AARP Eye Center
Chasity T., from Kentucky, has cared for her husband Allen since 2005 when he returned from Iraq injured by an IED blast and suffering from traumatic brain injury (TBI), post-traumatic stress (PTSD) and nerve damage to his hips and back. She helps him with his daily activities, manages his 14 medications and tries to keep his anxiety and anger levels low. She became a full-time caregiver to her husband in 2010 as his health continued to worsen. She struggles to raise their two daughters, attend to all of her husband’s needs and make his VA appointments.
Chasity is not alone. She is just one of nearly 650,00 family caregivers across Kentucky who work tirelessly caring for older parents, spouses, friends, or other loved ones so that they can continue living independently, with dignity, at home—where they want to be.
With the vast majority of Kentucky residents wanting to remain in their homes and communities as they age, the contribution of family caregivers cannot be overlooked. This silent army is the backbone of elder care in our state, providing unpaid care valued at about $7 billion annually. Without the help of family caregivers, too many of our seniors would end up in costly institutions – often paid for by the state, through Medicaid.
Today, family caregiving is now a common family dynamic. If you’re not a caregiver now, you were one in the past, or will likely become one in the future.
The average family caregiver is a 49-year-old female taking care of an older woman; she has been doing this for four years. She will devote about 24 hours a week to helping her loved one with tasks like trips to the doctor, bathing and dressing, meal preparation, and chores around the house. Along with being a caregiver, she has a full or part-time job, so caring for her loved ones is done in her “spare time.”
For some family caregivers, their role is more involved as they care for a loved one 24 hours a day, seven days a week, often performing complicated medical tasks like wound care, injections, and medication management—once in the domain of only doctors or nurses.

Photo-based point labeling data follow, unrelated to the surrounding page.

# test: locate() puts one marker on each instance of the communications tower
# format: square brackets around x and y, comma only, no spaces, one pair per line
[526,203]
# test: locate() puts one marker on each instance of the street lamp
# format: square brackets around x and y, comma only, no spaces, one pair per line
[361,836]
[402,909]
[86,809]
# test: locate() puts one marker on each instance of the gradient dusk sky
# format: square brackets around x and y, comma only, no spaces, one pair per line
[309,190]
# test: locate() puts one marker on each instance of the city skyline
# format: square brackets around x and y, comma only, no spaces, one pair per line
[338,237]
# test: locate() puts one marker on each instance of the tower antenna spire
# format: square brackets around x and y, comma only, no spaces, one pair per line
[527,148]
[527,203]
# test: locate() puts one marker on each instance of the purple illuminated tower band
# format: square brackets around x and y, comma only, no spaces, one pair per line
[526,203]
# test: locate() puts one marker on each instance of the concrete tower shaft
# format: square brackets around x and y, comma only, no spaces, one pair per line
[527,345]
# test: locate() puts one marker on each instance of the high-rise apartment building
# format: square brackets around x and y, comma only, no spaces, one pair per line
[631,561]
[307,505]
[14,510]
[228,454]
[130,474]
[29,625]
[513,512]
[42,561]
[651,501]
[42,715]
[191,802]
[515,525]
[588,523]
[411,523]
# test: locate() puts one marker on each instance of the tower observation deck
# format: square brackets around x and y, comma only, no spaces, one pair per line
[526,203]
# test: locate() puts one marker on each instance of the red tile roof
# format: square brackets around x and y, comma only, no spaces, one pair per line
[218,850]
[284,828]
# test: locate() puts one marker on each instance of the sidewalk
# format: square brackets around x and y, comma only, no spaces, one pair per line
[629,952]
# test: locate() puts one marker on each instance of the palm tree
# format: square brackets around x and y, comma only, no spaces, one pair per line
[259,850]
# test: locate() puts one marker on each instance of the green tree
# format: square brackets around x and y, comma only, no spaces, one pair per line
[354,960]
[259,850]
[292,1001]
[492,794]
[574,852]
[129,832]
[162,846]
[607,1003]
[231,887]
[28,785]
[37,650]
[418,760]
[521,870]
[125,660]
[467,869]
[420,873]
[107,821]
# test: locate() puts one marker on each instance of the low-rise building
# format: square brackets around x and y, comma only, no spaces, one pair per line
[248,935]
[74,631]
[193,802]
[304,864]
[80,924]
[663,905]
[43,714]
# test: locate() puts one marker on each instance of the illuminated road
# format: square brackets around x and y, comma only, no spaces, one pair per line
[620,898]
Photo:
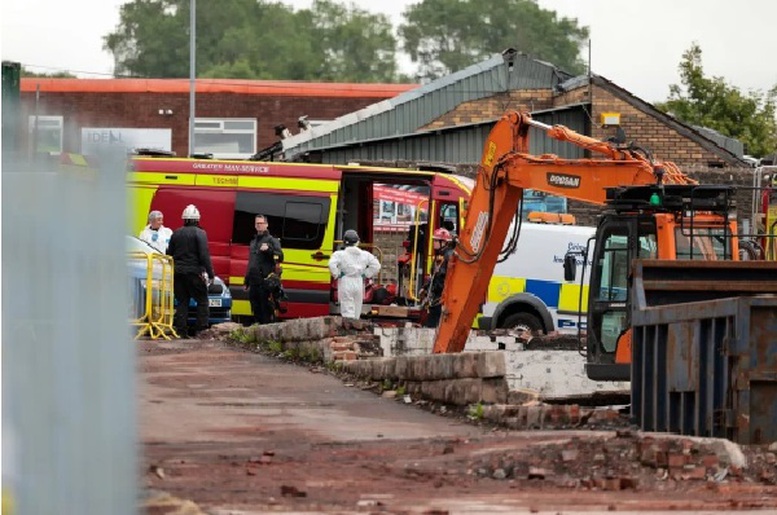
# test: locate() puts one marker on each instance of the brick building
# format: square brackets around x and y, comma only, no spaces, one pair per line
[235,118]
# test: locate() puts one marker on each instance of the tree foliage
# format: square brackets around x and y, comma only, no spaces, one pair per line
[445,36]
[711,102]
[254,39]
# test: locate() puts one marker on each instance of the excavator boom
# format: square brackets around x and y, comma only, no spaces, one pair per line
[505,171]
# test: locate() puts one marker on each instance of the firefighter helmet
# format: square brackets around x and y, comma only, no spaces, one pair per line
[191,213]
[442,234]
[350,237]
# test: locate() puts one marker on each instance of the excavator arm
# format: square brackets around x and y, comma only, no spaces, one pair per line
[505,171]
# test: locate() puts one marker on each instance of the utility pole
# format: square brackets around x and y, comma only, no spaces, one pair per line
[192,69]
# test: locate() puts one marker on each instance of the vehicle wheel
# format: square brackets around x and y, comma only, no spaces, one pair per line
[523,322]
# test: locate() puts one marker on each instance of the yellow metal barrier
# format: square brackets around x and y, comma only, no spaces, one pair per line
[153,302]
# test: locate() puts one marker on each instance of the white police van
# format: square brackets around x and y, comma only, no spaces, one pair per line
[528,291]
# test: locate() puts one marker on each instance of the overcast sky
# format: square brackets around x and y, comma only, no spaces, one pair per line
[636,44]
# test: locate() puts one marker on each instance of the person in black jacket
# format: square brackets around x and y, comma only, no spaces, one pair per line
[433,289]
[193,271]
[262,273]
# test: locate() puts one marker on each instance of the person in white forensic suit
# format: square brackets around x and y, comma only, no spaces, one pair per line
[350,266]
[155,233]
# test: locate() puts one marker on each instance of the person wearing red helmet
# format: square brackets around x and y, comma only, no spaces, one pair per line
[442,240]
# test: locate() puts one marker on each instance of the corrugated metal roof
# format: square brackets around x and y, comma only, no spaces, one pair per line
[407,112]
[461,144]
[734,146]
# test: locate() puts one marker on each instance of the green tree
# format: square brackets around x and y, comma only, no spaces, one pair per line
[254,39]
[444,36]
[711,102]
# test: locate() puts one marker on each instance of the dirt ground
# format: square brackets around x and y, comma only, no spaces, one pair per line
[226,431]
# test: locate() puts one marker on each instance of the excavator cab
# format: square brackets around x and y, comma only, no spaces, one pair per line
[670,222]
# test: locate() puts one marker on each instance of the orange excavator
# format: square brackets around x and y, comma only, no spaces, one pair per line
[651,210]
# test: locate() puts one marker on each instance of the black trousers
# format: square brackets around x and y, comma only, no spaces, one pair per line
[262,305]
[186,287]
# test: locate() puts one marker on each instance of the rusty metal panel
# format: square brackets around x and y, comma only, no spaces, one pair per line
[707,368]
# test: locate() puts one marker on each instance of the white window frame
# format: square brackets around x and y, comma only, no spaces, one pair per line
[49,123]
[218,127]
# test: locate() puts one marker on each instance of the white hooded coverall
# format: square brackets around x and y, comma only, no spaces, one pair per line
[350,266]
[158,239]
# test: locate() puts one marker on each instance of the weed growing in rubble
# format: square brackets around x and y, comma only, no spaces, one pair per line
[475,411]
[273,346]
[335,366]
[242,336]
[310,354]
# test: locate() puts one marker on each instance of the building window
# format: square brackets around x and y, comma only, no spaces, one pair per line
[225,138]
[46,134]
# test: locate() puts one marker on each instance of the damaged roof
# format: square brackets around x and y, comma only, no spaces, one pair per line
[411,110]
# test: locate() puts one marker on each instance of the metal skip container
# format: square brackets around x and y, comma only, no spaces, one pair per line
[706,367]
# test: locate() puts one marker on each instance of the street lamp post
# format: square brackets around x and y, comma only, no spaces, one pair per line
[192,72]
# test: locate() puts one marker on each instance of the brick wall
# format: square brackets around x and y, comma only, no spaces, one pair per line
[647,131]
[142,111]
[493,107]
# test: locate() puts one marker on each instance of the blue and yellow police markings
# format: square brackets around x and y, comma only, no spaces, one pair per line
[563,296]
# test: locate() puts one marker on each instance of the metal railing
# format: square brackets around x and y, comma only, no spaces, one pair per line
[153,301]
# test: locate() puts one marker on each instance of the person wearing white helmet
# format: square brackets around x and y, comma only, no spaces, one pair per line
[443,243]
[350,266]
[155,233]
[193,271]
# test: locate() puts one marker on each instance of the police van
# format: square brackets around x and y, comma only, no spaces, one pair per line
[528,291]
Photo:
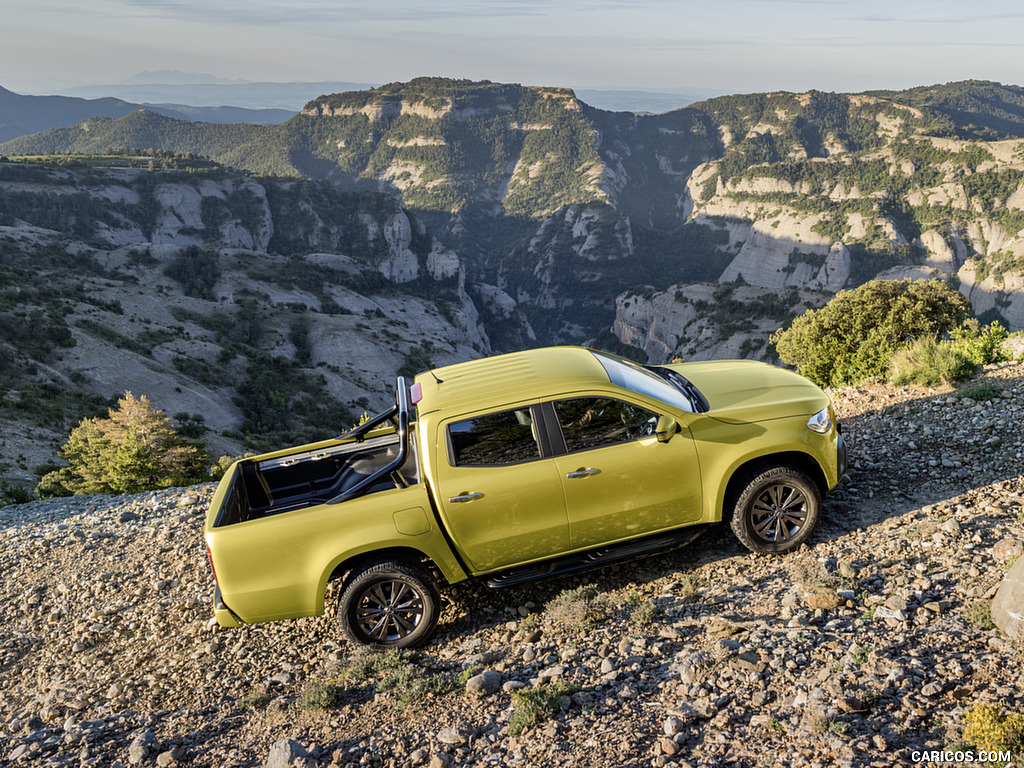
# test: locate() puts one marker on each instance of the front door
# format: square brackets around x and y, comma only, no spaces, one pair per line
[620,481]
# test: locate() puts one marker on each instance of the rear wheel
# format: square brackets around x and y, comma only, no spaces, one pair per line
[390,604]
[776,511]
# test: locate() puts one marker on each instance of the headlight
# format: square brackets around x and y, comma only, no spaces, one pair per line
[821,421]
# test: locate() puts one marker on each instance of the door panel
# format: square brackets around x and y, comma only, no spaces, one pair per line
[503,504]
[621,481]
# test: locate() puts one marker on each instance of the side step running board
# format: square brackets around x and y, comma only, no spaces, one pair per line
[595,558]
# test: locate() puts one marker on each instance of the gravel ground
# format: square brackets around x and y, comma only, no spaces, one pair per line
[859,649]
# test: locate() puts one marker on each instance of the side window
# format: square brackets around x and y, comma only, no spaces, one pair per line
[506,437]
[594,422]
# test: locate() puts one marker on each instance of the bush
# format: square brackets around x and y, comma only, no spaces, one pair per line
[930,363]
[135,449]
[855,335]
[531,707]
[988,729]
[982,345]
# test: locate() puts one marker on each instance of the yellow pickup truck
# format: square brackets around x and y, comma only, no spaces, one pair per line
[513,468]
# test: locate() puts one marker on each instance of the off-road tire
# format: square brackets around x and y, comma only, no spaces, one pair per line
[389,604]
[776,510]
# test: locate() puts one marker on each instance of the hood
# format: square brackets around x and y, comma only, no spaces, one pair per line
[745,391]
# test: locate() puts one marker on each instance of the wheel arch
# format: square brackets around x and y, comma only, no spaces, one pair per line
[740,475]
[361,559]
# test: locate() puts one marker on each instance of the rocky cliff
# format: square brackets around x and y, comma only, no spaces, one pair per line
[872,643]
[212,292]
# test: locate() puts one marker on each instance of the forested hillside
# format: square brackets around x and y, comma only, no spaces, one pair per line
[500,216]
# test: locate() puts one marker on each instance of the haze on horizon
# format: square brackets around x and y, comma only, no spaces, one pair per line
[731,46]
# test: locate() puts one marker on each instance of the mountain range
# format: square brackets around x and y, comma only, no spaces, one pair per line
[256,274]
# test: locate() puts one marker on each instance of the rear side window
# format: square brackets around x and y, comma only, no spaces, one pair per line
[506,437]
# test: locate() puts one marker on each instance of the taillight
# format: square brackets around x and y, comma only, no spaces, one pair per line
[209,554]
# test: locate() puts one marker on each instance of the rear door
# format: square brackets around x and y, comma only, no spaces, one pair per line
[620,481]
[502,501]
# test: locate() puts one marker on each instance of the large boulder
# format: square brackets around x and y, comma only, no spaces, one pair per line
[1008,607]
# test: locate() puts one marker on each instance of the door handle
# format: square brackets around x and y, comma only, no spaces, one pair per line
[465,498]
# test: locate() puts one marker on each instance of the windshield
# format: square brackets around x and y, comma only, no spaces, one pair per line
[638,379]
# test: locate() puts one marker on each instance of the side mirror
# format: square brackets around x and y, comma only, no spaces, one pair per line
[667,427]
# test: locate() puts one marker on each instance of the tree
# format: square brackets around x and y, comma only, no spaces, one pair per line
[855,335]
[134,449]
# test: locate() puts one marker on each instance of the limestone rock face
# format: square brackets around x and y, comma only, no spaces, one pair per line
[1008,607]
[682,322]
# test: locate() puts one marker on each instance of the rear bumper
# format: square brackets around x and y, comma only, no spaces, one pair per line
[222,613]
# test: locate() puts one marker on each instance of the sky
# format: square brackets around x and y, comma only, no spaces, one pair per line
[731,46]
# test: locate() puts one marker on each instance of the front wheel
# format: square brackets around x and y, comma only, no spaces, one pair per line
[776,511]
[390,604]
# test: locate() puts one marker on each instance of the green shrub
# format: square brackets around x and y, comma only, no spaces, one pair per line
[530,707]
[855,335]
[988,729]
[980,392]
[579,608]
[929,363]
[135,449]
[982,345]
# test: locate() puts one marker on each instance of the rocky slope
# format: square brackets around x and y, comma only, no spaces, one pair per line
[867,644]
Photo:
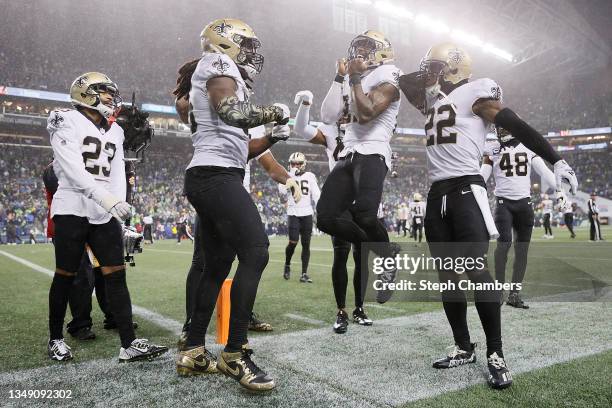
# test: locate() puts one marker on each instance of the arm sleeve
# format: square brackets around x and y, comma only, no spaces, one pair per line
[485,171]
[527,135]
[301,126]
[548,177]
[333,105]
[315,190]
[67,156]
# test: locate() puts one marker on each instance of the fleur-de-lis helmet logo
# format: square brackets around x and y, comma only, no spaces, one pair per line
[222,28]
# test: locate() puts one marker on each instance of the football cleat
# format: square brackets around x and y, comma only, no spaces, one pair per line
[361,318]
[58,350]
[515,300]
[456,358]
[499,375]
[196,361]
[305,278]
[341,324]
[140,349]
[257,325]
[240,367]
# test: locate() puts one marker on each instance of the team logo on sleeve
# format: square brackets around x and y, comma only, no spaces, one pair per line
[57,120]
[222,28]
[221,65]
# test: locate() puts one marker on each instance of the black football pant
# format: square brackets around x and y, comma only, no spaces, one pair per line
[355,183]
[230,226]
[72,233]
[300,228]
[595,228]
[455,227]
[517,216]
[86,280]
[547,229]
[340,272]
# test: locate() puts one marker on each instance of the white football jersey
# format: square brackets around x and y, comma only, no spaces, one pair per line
[417,209]
[310,194]
[215,143]
[254,133]
[87,162]
[547,206]
[374,136]
[455,135]
[331,133]
[511,170]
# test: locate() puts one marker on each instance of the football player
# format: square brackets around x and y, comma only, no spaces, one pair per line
[220,113]
[88,206]
[547,209]
[357,180]
[300,214]
[417,211]
[330,136]
[511,164]
[459,115]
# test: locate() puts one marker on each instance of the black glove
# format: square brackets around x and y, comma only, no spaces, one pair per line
[136,127]
[413,87]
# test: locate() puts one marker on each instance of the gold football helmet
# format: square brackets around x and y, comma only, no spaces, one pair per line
[297,160]
[237,40]
[86,89]
[373,47]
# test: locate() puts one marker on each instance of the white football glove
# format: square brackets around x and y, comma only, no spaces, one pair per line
[565,174]
[286,111]
[303,96]
[121,211]
[561,198]
[293,186]
[280,133]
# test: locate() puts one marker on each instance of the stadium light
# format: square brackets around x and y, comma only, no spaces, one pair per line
[393,10]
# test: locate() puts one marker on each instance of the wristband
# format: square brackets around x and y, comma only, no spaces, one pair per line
[355,79]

That’s why AARP is fighting for HB 519, the Kentucky Family Caregivers Act, to help family caregivers when their loved ones go into the hospital—and as they return home. It will give family caregivers the support they need by, requiring hospitals to record the name of the caregiver when their loved one is admitted, notify the caregiver when their loved one is to be moved or discharged, and should instruct the caregiver on the medical tasks they will need to perform at home.
As we try to reign in health care costs, reduce costly hospital readmissions and trips to the emergency room, arming family caregivers with the information and knowledge they need to safely care for their loved ones at home is paramount.
The vast majority of Kentuckians are supportive of the Kentucky Family Caregivers Act, according to a telephone survey commissioned by AARP October 2015. In fact, 95% respondents say they support the requirement of explanation and live instruction of medical tasks that should be performed by caregivers. The survey found sweeping support for the legislation across political party lines and ideological leanings.
Bottom line: family caregivers do remarkable things every day to care for their loved ones—but this labor of love is not without its challenges. More than four in 10 family caregivers are very or extremely emotionally stressed. For family caregivers who provide assistance for more than 24 hours a week, sacrifice time away from family and friends, or live with the loved one for whom they are caring that stress is, not surprisingly, increased.
While they would not have it any other way, family caregiving is a big job and caregivers could use a little help. AARP thanks the Kentucky House of Representatives for passing the Kentucky Family Caregivers Act and urges the Kentucky State Senate and Governor Matt Bevin to support the nearly 650,000 family caregivers across Kentucky and pass the Kentucky Family Caregivers Act.